I still remember christmas 1984 when a friend of mine invited me to play this game he just got for christmas, and I killed my first Rust-monster. Back then, the illustrations inside the book and on the cover, was the only visual reprecentation of the world and the stories that emerged from our minds...and they were magical. I decided that, when I got grown up I would do illustrations like these. I would be Larry Elmore, Keith Parkinson and jeff Easly.
Well I guess I just grew up right now then.
This cover was quite a challenge. it is one thing to make a monster look cool, but it is a great deal more difficult when the anatomy is weird like with the Demogorgon. He has 2 baboon-heads, feet and legs of a lizard and split tentacles from the elbow and down. And a reptile tail.

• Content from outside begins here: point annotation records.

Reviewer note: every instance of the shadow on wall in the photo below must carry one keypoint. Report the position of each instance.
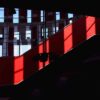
(15, 70)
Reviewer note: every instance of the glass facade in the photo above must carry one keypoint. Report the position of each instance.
(24, 32)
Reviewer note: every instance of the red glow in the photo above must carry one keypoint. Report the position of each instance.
(90, 27)
(18, 69)
(68, 43)
(47, 50)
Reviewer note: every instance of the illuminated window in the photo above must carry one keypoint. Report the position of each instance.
(70, 15)
(16, 16)
(1, 15)
(42, 16)
(16, 33)
(57, 29)
(57, 15)
(16, 50)
(0, 50)
(28, 32)
(43, 32)
(29, 16)
(1, 35)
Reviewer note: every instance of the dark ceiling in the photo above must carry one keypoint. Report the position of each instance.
(74, 6)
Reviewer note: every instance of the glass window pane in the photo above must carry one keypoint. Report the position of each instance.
(0, 50)
(70, 15)
(2, 15)
(16, 16)
(16, 50)
(57, 15)
(24, 48)
(29, 16)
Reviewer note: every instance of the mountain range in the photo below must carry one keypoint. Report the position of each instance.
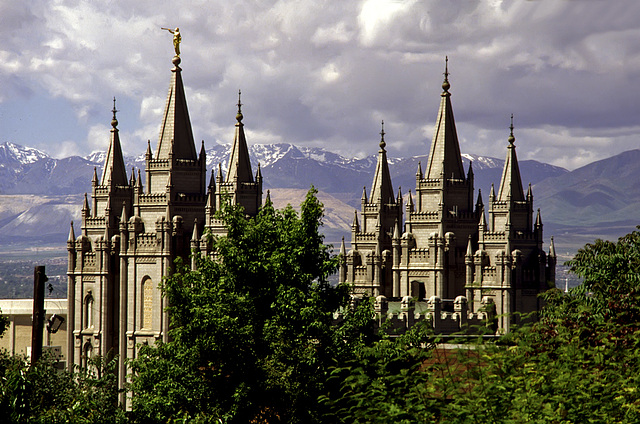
(40, 195)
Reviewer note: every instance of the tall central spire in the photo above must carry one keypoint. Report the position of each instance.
(511, 183)
(176, 135)
(444, 157)
(381, 188)
(114, 170)
(239, 163)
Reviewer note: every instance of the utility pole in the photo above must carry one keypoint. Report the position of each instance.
(37, 326)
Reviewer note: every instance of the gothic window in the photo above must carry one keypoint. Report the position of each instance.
(88, 310)
(87, 351)
(147, 303)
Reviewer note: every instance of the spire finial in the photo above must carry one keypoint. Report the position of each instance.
(382, 133)
(512, 139)
(114, 121)
(239, 115)
(445, 84)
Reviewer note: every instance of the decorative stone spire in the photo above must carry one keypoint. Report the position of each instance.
(114, 169)
(381, 188)
(444, 157)
(511, 183)
(176, 124)
(72, 234)
(239, 163)
(552, 248)
(355, 226)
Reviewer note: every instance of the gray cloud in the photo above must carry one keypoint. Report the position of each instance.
(324, 73)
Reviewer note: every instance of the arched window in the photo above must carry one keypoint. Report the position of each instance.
(87, 351)
(147, 303)
(88, 310)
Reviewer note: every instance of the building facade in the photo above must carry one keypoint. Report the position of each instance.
(448, 250)
(443, 245)
(132, 232)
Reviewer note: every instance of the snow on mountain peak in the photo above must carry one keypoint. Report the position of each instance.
(21, 154)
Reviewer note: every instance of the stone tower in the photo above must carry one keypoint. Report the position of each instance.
(132, 233)
(430, 255)
(448, 250)
(368, 265)
(509, 266)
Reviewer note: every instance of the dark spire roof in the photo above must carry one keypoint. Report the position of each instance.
(444, 157)
(176, 135)
(381, 188)
(114, 170)
(239, 163)
(511, 183)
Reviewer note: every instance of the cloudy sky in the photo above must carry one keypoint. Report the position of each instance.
(325, 73)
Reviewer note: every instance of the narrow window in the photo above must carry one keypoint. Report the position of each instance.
(147, 303)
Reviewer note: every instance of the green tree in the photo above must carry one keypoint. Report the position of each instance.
(252, 334)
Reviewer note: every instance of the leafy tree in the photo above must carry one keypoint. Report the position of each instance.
(252, 331)
(43, 393)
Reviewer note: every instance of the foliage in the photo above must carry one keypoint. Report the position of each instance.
(252, 334)
(579, 363)
(43, 393)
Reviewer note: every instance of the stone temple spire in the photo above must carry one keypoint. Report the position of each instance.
(239, 163)
(176, 135)
(114, 169)
(511, 183)
(444, 157)
(381, 188)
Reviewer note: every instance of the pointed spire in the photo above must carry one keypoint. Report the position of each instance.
(148, 155)
(511, 183)
(85, 204)
(195, 237)
(176, 124)
(123, 217)
(72, 234)
(258, 173)
(239, 162)
(212, 182)
(410, 203)
(114, 169)
(132, 180)
(381, 188)
(483, 220)
(444, 157)
(538, 223)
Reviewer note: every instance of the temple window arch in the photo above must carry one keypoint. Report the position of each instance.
(88, 310)
(146, 309)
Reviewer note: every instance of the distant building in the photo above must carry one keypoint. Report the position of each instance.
(17, 338)
(447, 248)
(131, 233)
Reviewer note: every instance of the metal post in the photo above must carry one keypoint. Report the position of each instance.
(37, 326)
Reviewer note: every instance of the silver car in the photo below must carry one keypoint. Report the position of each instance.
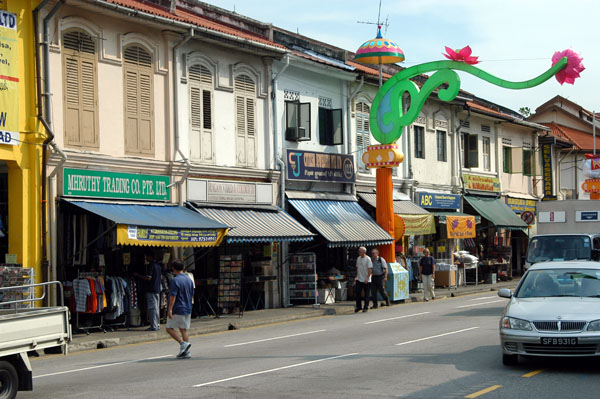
(554, 311)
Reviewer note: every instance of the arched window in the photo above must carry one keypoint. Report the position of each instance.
(80, 83)
(245, 113)
(138, 85)
(363, 133)
(201, 124)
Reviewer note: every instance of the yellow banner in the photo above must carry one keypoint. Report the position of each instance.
(416, 225)
(9, 79)
(163, 237)
(460, 226)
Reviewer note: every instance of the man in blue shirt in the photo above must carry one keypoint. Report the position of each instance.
(181, 293)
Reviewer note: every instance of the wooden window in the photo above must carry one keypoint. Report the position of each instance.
(138, 85)
(442, 146)
(363, 132)
(80, 85)
(330, 126)
(201, 124)
(419, 142)
(245, 116)
(485, 144)
(506, 159)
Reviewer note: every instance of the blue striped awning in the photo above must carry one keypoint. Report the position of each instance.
(257, 225)
(342, 223)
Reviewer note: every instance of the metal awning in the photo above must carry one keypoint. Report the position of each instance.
(158, 225)
(496, 211)
(401, 207)
(264, 224)
(342, 223)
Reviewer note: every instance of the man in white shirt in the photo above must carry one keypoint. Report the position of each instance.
(364, 270)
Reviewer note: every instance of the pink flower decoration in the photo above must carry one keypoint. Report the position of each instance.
(574, 66)
(462, 55)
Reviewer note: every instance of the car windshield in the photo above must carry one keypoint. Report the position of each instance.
(560, 283)
(559, 248)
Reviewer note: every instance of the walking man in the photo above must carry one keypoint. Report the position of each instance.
(378, 279)
(364, 270)
(181, 293)
(427, 274)
(153, 288)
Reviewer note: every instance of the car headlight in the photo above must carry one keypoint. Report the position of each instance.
(516, 324)
(594, 325)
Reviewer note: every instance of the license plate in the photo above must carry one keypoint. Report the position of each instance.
(559, 341)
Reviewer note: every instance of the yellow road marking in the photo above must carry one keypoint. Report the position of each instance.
(536, 372)
(483, 391)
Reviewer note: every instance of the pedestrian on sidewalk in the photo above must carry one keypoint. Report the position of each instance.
(364, 270)
(153, 288)
(427, 274)
(181, 292)
(378, 279)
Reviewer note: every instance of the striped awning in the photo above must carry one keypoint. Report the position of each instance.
(342, 223)
(255, 225)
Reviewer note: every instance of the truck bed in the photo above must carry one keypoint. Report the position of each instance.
(33, 329)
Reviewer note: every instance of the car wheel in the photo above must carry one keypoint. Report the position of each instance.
(510, 360)
(9, 381)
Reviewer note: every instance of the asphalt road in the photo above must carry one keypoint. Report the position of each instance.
(446, 348)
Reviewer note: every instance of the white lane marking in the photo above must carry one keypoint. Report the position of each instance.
(396, 318)
(100, 366)
(436, 336)
(274, 338)
(484, 297)
(273, 370)
(480, 303)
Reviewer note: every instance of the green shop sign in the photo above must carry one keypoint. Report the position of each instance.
(102, 184)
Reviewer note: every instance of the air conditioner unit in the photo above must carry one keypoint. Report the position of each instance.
(296, 134)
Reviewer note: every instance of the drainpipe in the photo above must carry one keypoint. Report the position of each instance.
(348, 121)
(184, 158)
(44, 115)
(283, 288)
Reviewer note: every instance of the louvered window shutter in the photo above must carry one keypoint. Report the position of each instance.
(139, 101)
(80, 90)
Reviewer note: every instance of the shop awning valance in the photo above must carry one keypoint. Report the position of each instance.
(496, 211)
(342, 223)
(158, 225)
(265, 224)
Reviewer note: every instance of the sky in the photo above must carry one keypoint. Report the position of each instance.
(514, 39)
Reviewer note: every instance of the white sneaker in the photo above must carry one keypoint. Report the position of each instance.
(184, 348)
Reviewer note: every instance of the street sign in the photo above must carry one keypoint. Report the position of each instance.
(528, 217)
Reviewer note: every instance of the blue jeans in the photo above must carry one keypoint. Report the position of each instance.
(153, 302)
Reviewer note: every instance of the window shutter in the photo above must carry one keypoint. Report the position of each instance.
(80, 90)
(139, 101)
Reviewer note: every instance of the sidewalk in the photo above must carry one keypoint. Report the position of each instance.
(206, 325)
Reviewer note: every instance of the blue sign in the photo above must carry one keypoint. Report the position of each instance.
(439, 201)
(320, 166)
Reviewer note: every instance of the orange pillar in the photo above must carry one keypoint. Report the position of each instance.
(385, 210)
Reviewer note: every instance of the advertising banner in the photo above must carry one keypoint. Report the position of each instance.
(9, 80)
(320, 166)
(103, 184)
(460, 226)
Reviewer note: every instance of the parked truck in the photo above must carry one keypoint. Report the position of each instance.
(566, 230)
(28, 329)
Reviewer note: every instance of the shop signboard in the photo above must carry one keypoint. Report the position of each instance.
(439, 200)
(547, 171)
(9, 80)
(481, 183)
(460, 226)
(115, 185)
(320, 166)
(218, 191)
(519, 205)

When doing the thumb I constantly entangled the tentacles. There is a lot going on there. So I focused on getting the shapes of the arms look tight and interesting and the rest followed from there. In the thumb I submitted I did not even concentrate on the background or much else but the figure. As long as I had that in place the rest would just have to not cover him up to much or even draw much attention.

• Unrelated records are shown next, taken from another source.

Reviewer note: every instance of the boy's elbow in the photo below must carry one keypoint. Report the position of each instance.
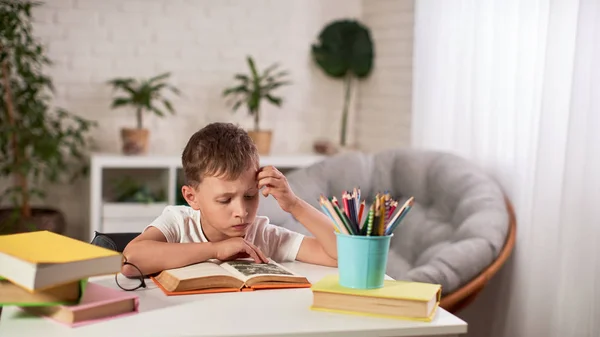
(129, 255)
(129, 271)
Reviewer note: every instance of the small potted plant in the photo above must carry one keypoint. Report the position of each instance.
(250, 91)
(344, 50)
(145, 96)
(39, 144)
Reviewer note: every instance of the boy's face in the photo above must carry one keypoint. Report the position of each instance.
(227, 207)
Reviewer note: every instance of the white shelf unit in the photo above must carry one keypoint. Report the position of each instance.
(111, 217)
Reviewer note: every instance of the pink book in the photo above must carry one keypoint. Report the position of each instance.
(99, 303)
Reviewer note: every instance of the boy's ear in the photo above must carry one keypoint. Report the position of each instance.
(189, 194)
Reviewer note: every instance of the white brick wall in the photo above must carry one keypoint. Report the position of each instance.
(384, 99)
(203, 43)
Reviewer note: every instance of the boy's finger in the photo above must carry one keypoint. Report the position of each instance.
(252, 254)
(267, 181)
(258, 252)
(266, 191)
(268, 171)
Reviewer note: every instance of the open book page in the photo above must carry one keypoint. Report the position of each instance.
(251, 272)
(198, 270)
(204, 275)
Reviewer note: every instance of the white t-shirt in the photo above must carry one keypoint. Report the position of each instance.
(182, 224)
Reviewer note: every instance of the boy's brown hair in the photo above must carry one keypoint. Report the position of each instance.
(219, 150)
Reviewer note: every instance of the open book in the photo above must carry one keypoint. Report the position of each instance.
(237, 275)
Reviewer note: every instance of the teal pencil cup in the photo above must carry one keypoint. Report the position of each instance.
(362, 260)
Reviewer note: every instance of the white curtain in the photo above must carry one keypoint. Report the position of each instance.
(514, 85)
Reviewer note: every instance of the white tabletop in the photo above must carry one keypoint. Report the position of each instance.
(281, 312)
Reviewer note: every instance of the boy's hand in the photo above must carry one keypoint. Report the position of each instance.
(276, 185)
(235, 248)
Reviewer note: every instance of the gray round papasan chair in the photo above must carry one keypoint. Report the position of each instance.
(459, 232)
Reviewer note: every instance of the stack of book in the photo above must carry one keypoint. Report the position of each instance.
(47, 274)
(396, 299)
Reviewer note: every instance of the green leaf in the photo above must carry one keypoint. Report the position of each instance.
(275, 100)
(120, 101)
(169, 106)
(344, 46)
(237, 90)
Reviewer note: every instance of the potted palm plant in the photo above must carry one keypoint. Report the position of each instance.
(250, 91)
(344, 50)
(38, 144)
(145, 96)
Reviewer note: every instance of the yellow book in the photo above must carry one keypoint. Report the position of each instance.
(43, 259)
(396, 299)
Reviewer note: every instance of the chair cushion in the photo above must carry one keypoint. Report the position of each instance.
(455, 229)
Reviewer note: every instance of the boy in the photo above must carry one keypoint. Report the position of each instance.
(223, 179)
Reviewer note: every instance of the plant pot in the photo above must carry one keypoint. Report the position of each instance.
(135, 141)
(41, 219)
(262, 140)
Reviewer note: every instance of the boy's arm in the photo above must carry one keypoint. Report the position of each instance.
(151, 252)
(322, 248)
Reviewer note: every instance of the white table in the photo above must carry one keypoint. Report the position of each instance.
(283, 312)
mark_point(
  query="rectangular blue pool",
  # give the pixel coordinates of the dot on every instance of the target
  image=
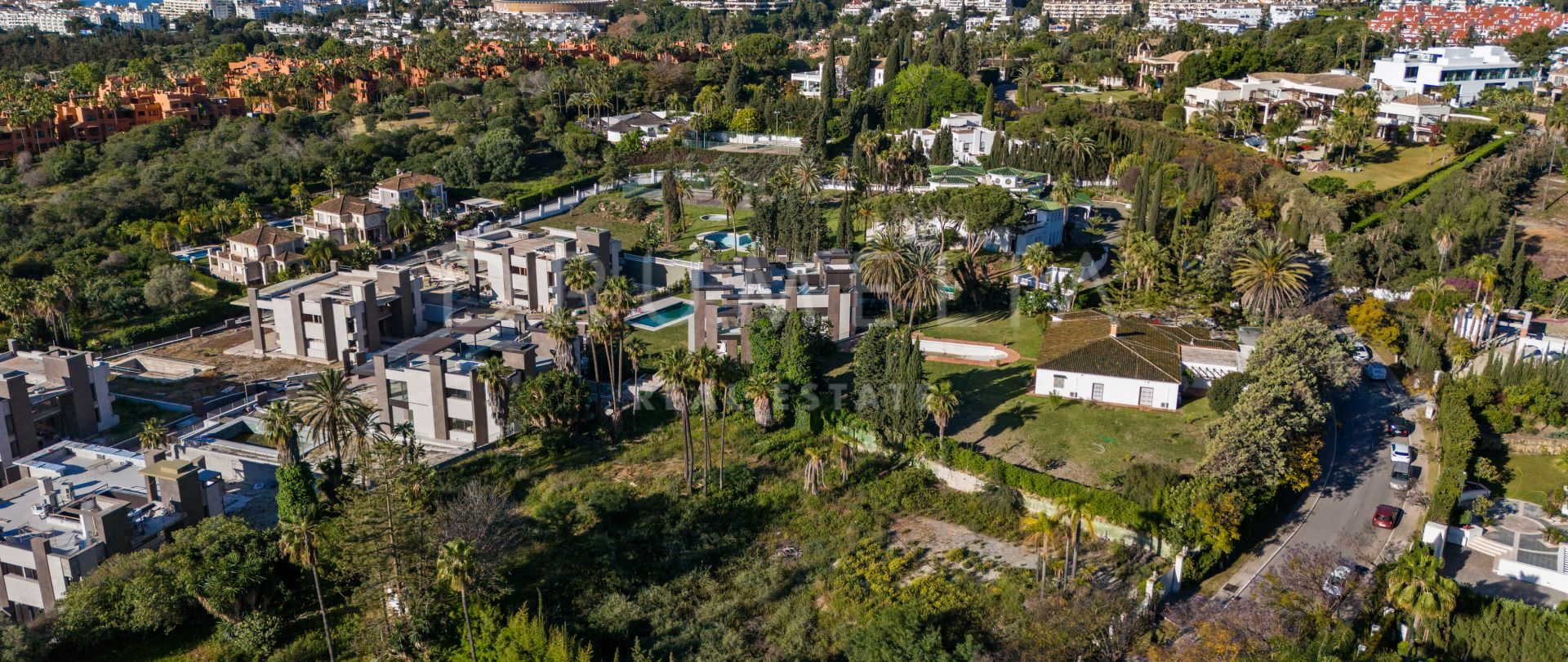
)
(664, 315)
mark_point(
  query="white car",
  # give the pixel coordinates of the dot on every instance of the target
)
(1399, 452)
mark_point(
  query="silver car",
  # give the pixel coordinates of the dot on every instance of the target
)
(1401, 477)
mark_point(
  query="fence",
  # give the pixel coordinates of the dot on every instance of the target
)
(226, 325)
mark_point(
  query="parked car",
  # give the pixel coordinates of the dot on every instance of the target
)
(1401, 452)
(1334, 584)
(1401, 477)
(1387, 517)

I got one correction...one that I had not seen coming. The art-director was afraid that it looked like one of the tentacles was caressing his crouch! Jesus! I am from Denmark, Land of Naughty; I should have seen that. I shifted the arms a little and we where back on track.
Then I roughly transfered the thumb to the board. I do this by increasing the size of the thumb from 5 cm to 50cm on a copy-machine. Then smear the back of the copy with grafhite and transfer it by drawing on top of the line on the side that has the lines. Then I draw the final version directly on the board. This way I still keep the drawing proces fresh and spontainously, instead of transfering a neat and fully detailed drawing. I find that it looses a lot of life if I transfer to much. I ink the the whole thing with a pen and add greytones in acrylic. this here version is the final pencil sketch.

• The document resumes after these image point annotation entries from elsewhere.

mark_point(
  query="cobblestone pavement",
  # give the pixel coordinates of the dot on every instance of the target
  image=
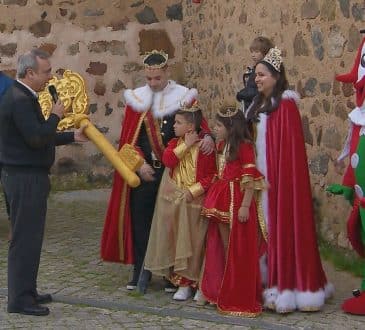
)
(91, 294)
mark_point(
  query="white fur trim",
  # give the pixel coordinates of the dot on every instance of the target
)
(270, 295)
(285, 302)
(329, 290)
(261, 161)
(357, 116)
(263, 269)
(290, 94)
(162, 103)
(289, 300)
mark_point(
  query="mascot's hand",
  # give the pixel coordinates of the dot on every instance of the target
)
(339, 189)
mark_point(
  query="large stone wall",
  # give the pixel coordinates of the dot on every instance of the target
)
(319, 38)
(100, 39)
(208, 47)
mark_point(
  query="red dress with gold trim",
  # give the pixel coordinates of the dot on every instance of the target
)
(143, 107)
(233, 284)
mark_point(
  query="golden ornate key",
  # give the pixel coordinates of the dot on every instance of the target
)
(72, 92)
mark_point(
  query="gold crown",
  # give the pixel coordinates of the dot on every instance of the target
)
(146, 55)
(194, 107)
(274, 58)
(228, 111)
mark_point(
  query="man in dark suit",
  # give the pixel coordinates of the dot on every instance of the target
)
(5, 83)
(27, 151)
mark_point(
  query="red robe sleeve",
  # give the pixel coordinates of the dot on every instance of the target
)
(116, 241)
(169, 158)
(206, 169)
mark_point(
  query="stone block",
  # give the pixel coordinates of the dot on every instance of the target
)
(97, 68)
(174, 12)
(8, 50)
(147, 16)
(156, 39)
(40, 29)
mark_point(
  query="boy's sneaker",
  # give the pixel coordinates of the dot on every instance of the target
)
(170, 288)
(131, 285)
(183, 293)
(199, 298)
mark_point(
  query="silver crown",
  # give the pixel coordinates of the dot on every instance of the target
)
(274, 58)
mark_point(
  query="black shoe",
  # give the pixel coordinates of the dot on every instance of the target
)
(30, 310)
(170, 288)
(43, 298)
(143, 281)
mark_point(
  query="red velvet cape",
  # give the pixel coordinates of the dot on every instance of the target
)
(117, 241)
(293, 257)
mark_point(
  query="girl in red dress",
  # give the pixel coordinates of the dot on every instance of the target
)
(231, 275)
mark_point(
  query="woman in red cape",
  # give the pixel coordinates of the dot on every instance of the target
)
(231, 275)
(296, 279)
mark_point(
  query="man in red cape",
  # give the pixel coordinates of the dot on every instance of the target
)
(148, 126)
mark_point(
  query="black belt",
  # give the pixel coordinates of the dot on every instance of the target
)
(156, 163)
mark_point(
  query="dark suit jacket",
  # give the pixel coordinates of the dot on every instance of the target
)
(26, 138)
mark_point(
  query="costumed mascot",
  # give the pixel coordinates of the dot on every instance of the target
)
(353, 184)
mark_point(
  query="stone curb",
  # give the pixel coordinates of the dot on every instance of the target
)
(170, 312)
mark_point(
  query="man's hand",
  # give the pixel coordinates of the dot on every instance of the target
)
(146, 172)
(339, 166)
(207, 145)
(243, 214)
(58, 109)
(188, 196)
(190, 138)
(79, 135)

After the greytones I take another copy and do a color rough. This is very important to me. The color rough does 2 things. It lets me be bold and testy. When I am satisfied with a color rough I cheat myself not to be nervous when laying colors on the final painting. I have the color rough to prove that everything works. The second thing is that when doing the color rough I already mixed the colors that I am going to use.
The final painting is 50x40 cm on watercolor board. The orange from the color rough has been toned down a little in Photoshop. I kind of like the rough, and wished I had followed it more accurate.